Session: Bilevel Optimization - Algorithms
Chair: Yuchen Lou
Cluster:
Talk 1: A Fully First-Order Method for Stochastic Bilevel Optimization
Speaker: Dohyun Kwon
Abstract: The problem of stochastic bilevel optimization has been the focus of extensive study in recent years. Although many optimization methods have been proposed to address bilevel problems, existing approaches often require potentially expensive calculations involving the Hessians of lower-level objectives. The primary technical challenge lies in tracking the lower-level solutions as upper-level variables change.
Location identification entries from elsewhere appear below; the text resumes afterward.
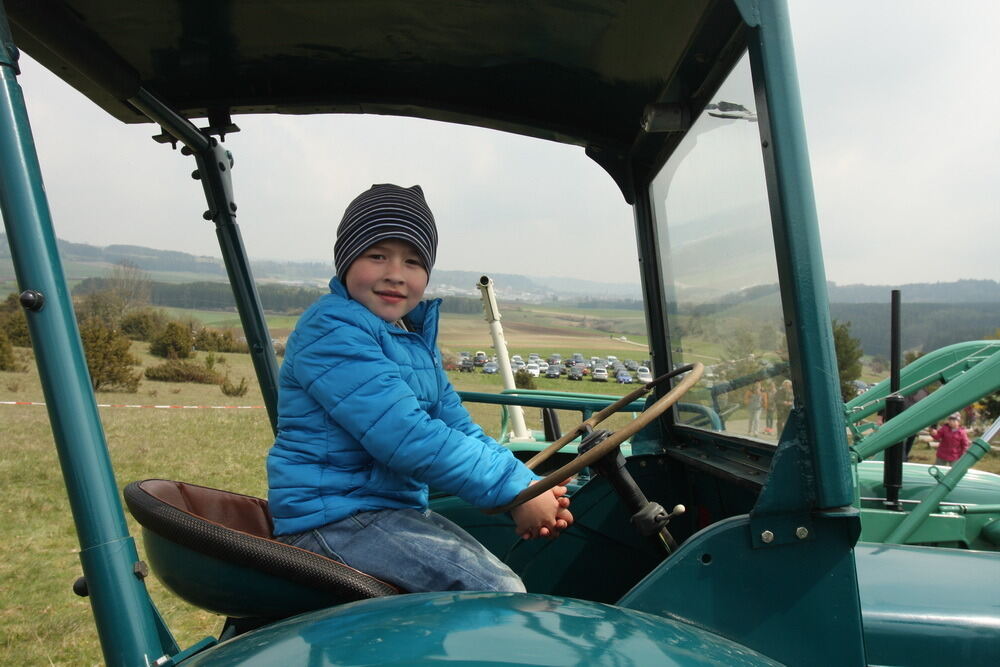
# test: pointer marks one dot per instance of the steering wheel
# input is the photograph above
(599, 451)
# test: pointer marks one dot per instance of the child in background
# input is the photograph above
(367, 420)
(952, 441)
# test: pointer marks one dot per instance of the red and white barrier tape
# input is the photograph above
(159, 407)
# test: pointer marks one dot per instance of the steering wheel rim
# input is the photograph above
(599, 451)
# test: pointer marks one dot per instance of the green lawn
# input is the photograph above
(43, 622)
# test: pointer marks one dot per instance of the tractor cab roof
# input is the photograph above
(619, 78)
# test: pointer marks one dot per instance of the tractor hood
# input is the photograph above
(478, 628)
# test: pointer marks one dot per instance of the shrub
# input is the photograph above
(174, 342)
(229, 389)
(175, 370)
(105, 306)
(524, 380)
(108, 358)
(144, 324)
(7, 360)
(219, 341)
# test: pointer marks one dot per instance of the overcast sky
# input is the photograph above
(900, 100)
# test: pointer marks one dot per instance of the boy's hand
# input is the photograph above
(545, 515)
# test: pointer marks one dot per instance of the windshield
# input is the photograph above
(717, 257)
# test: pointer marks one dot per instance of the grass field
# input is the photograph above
(43, 622)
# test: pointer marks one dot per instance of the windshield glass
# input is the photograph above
(716, 251)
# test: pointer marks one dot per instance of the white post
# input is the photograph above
(491, 313)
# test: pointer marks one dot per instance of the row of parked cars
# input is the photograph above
(576, 367)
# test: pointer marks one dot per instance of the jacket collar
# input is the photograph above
(424, 315)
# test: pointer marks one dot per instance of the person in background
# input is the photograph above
(756, 402)
(952, 441)
(783, 398)
(771, 407)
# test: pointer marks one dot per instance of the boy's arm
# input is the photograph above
(348, 374)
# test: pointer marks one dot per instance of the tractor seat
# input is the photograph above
(214, 549)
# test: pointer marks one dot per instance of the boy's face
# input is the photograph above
(388, 278)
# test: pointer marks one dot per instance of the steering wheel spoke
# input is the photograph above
(597, 452)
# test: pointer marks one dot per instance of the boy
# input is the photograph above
(367, 419)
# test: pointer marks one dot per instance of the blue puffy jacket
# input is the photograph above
(367, 419)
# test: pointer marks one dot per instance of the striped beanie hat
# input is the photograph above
(385, 212)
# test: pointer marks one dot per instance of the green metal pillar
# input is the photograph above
(214, 167)
(126, 620)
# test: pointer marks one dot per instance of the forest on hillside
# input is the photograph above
(925, 326)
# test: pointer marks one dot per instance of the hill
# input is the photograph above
(934, 314)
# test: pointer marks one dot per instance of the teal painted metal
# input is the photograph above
(964, 390)
(962, 516)
(479, 629)
(802, 277)
(125, 617)
(534, 399)
(926, 607)
(214, 167)
(942, 365)
(793, 599)
(946, 483)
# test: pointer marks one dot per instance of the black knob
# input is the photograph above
(32, 300)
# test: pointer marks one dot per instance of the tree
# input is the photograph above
(108, 358)
(130, 285)
(144, 324)
(175, 342)
(849, 354)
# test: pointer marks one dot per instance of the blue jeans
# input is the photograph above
(417, 551)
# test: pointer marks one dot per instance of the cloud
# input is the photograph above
(898, 100)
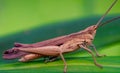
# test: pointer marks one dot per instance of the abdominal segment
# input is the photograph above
(29, 57)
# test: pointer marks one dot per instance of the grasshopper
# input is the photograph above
(60, 45)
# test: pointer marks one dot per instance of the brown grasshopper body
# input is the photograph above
(59, 46)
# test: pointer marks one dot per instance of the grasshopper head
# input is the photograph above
(91, 30)
(13, 52)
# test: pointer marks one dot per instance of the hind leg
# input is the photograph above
(97, 54)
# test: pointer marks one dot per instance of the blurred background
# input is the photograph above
(31, 21)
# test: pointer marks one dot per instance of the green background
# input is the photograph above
(30, 21)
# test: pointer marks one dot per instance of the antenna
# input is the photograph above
(99, 22)
(108, 21)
We introduce a Fully First-order Stochastic Approximation (F2SA) method [1, 2], which only relies on first-order gradient oracles. Additionally, we analyze the complexity of first-order methods under minimal assumptions and provide matching lower bounds [3]. This talk is based on joint work with Jeongyeol Kwon, Hanbaek Lyu, Stephen Wright, and Robert Nowak (UW-Madison). [1] Kwon, J., Kwon, D., Wright, S., & Nowak, R. D. (2023). A fully first-order method for stochastic bilevel optimization. In Proceedings of the 40th International Conference on Machine Learning (pp. 18083-18113). PMLR. (ICML 2023, Oral) [2] Kwon, J., Kwon, D., Wright, S., & Nowak, R. D. (2024). On Penalty Methods for Nonconvex Bilevel Optimization and First-Order Stochastic Approximation. In The Twelfth International Conference on Learning Representations. (ICLR 2024, Spotlight) [3] Kwon, J., Kwon, D., & Lyu, H. (2024). On the complexity of first-order methods in stochastic bilevel optimization. In Proceedings of the 41st International Conference on Machine Learning (pp. 25784-25811). PMLR. (ICML 2024)
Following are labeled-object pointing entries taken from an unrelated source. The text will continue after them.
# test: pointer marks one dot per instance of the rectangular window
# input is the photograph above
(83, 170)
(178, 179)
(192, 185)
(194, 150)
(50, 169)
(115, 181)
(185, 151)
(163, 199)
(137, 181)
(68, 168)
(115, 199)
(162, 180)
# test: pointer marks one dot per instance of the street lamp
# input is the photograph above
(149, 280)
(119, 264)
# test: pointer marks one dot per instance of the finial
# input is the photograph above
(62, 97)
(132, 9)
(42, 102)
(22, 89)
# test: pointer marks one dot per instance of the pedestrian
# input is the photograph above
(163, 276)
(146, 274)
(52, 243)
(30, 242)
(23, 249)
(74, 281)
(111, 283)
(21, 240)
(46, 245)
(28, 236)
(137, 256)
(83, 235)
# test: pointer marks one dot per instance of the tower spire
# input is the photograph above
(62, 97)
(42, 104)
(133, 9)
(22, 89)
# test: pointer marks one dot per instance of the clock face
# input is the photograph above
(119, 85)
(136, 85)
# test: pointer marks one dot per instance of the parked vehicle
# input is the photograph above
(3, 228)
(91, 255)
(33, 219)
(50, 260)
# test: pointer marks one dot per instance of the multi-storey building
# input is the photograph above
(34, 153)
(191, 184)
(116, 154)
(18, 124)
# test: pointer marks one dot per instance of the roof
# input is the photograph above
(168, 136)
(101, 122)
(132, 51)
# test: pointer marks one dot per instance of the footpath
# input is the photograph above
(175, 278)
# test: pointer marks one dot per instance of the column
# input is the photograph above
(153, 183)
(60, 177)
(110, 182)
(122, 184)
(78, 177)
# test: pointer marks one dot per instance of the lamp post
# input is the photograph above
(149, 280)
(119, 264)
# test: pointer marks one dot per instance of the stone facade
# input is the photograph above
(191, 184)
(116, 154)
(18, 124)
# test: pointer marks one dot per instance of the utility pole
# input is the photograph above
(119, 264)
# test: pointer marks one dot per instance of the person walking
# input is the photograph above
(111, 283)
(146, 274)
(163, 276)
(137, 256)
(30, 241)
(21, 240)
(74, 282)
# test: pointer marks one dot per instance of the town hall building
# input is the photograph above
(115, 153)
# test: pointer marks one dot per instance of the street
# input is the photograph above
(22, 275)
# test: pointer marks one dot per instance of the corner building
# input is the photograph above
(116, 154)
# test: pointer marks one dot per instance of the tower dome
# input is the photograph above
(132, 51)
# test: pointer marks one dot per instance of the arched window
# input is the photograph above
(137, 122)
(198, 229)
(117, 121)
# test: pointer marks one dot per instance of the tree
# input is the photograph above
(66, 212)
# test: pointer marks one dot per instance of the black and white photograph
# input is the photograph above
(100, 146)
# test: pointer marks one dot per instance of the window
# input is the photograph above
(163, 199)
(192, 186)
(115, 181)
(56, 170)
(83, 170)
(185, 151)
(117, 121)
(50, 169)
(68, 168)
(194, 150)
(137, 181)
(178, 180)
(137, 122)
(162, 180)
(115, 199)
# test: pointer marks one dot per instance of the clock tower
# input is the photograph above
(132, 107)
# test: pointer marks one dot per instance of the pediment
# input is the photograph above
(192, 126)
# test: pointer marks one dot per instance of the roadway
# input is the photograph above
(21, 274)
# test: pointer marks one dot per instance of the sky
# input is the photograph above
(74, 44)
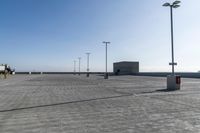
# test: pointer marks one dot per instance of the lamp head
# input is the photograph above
(166, 4)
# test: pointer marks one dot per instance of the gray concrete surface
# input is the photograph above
(76, 104)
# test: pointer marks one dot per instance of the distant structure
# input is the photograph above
(125, 68)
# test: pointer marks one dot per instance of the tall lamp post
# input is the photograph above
(79, 68)
(173, 5)
(88, 57)
(74, 67)
(106, 72)
(173, 81)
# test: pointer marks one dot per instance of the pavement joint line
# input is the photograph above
(64, 103)
(169, 101)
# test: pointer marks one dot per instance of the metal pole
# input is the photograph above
(106, 72)
(79, 65)
(172, 39)
(88, 54)
(74, 67)
(106, 57)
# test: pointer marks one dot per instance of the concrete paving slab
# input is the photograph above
(77, 104)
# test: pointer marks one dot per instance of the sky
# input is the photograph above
(48, 35)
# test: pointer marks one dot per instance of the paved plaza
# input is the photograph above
(77, 104)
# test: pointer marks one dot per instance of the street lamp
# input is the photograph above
(88, 55)
(106, 73)
(74, 67)
(173, 81)
(79, 59)
(173, 5)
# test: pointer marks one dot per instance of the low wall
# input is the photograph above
(164, 74)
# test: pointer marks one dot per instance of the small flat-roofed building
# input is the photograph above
(125, 68)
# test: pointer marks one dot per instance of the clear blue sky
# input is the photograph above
(48, 35)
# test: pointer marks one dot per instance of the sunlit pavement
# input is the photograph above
(77, 104)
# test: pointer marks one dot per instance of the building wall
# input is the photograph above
(125, 68)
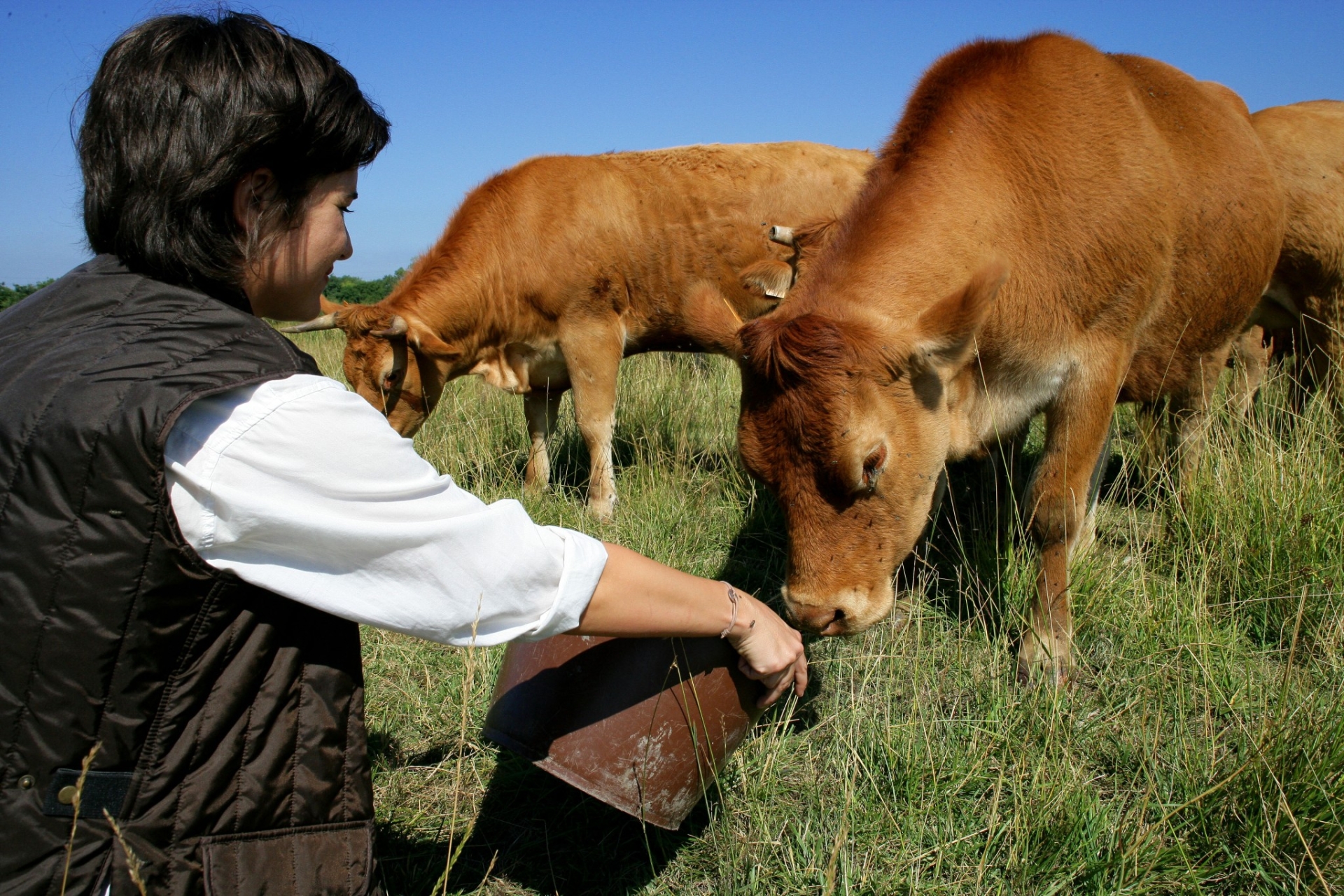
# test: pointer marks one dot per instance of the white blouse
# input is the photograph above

Talk 2: A Decomposition Framework for Nonlinear Nonconvex Two-Stage Optimization
Speaker: Yuchen Lou
Abstract: We propose a new decomposition framework for continuous nonlinear constrained two-stage optimization, where both first- and second-stage problems can be nonconvex. A smoothing technique based on an interior-point formulation renders the optimal solution of the second-stage problem differentiable with respect to the first-stage parameters. As a consequence, efficient off-the-shelf optimization packages can be utilized. We show that the solution of the nonconvex second-stage problem behaves locally like a differentiable function so that existing proofs can be applied for the global convergence of the first-stage. We also prove fast local convergence of the algorithm as the barrier parameter is driven to zero. Numerical experiments for large-scale instances demonstrate the computational advantages of the decomposition framework.
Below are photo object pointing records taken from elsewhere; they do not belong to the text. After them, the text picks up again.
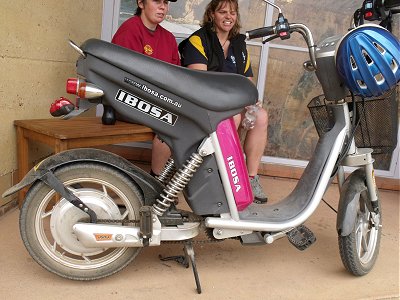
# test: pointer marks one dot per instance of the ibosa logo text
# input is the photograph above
(146, 107)
(233, 173)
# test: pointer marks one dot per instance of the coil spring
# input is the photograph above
(167, 172)
(177, 184)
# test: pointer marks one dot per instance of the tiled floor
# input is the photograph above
(227, 270)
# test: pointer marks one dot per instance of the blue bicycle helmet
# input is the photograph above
(368, 60)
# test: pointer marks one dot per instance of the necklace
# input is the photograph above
(224, 43)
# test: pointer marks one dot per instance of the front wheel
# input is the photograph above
(46, 221)
(359, 250)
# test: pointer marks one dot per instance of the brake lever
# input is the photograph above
(270, 38)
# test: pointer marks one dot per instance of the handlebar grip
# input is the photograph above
(391, 3)
(260, 32)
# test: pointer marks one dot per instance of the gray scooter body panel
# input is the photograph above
(301, 196)
(349, 202)
(193, 118)
(150, 186)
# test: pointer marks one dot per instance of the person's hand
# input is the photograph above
(258, 104)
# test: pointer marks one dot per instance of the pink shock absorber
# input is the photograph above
(235, 164)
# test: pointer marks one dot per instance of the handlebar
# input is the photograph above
(376, 10)
(283, 31)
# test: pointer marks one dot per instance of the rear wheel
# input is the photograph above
(359, 250)
(46, 221)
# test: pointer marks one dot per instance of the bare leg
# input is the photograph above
(255, 142)
(159, 155)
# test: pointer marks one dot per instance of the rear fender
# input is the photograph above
(349, 202)
(150, 186)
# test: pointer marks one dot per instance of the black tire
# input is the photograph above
(359, 250)
(109, 192)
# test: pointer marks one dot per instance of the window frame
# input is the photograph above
(110, 18)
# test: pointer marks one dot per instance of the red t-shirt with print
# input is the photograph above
(159, 44)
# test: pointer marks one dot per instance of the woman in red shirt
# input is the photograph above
(144, 34)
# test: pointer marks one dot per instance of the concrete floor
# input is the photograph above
(227, 270)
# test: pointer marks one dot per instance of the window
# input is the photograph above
(285, 87)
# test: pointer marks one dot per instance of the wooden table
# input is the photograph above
(80, 132)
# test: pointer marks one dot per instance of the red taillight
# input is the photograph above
(72, 85)
(83, 89)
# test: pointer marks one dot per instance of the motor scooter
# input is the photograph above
(88, 212)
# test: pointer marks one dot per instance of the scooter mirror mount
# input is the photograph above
(274, 5)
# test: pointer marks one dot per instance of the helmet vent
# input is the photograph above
(394, 66)
(368, 59)
(353, 63)
(361, 84)
(379, 47)
(379, 78)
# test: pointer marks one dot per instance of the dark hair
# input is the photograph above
(216, 4)
(138, 11)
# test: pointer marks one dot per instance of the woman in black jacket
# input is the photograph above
(219, 46)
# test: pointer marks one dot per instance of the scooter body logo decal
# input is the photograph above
(103, 237)
(146, 107)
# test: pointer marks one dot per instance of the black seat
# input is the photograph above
(214, 91)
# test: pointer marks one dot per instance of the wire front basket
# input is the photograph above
(378, 120)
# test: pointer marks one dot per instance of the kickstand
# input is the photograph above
(189, 253)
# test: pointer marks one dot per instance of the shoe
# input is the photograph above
(259, 195)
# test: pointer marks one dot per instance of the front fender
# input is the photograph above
(349, 202)
(150, 186)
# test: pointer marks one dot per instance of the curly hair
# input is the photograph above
(213, 6)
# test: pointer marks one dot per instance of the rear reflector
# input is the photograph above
(83, 89)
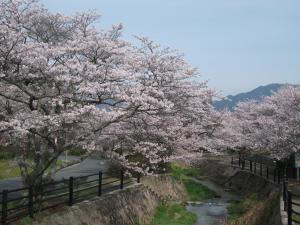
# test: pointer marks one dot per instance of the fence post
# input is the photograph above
(122, 179)
(289, 207)
(30, 201)
(71, 185)
(139, 178)
(284, 194)
(4, 207)
(100, 184)
(260, 169)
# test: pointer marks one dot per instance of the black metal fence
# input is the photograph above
(277, 175)
(291, 204)
(19, 203)
(271, 172)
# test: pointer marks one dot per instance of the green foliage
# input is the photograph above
(236, 209)
(7, 170)
(6, 153)
(195, 191)
(180, 172)
(77, 152)
(173, 214)
(26, 221)
(198, 192)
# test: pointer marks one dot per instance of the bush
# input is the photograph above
(6, 153)
(77, 152)
(173, 214)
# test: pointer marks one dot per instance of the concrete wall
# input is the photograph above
(131, 206)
Talk 3: A gradient-based method for bilevel optimization with convex lower-level problems
Speaker: Mattia Solla Saez
Abstract: This talk presents an algorithm to compute approximate solutions to a class of bilevel optimization problems. Recent advances in variational analysis have shown that the solution mapping of certain generalized equations is continuously differentiable at their nondegenerate solutions. We use this result to construct a sequence of approximate solutions of an appropriate regularization of the problem that converges to a feasible point of the original problem. Under an additional second-order assumption, the sequence is shown to converge to a stationary point of the original problem. Our framework allows for a wide class of nonsmooth problems in the lower level, including (convex) nonlinear programming problems and (convex) minimax problems. We show that, in these cases, the nondegeneracy assumption reduces to known conditions like strict complementarity, and discuss how to deal with the absence of this assumption algorithmically. This is joint work with Dr. Johannes Royset (royset@usc.edu).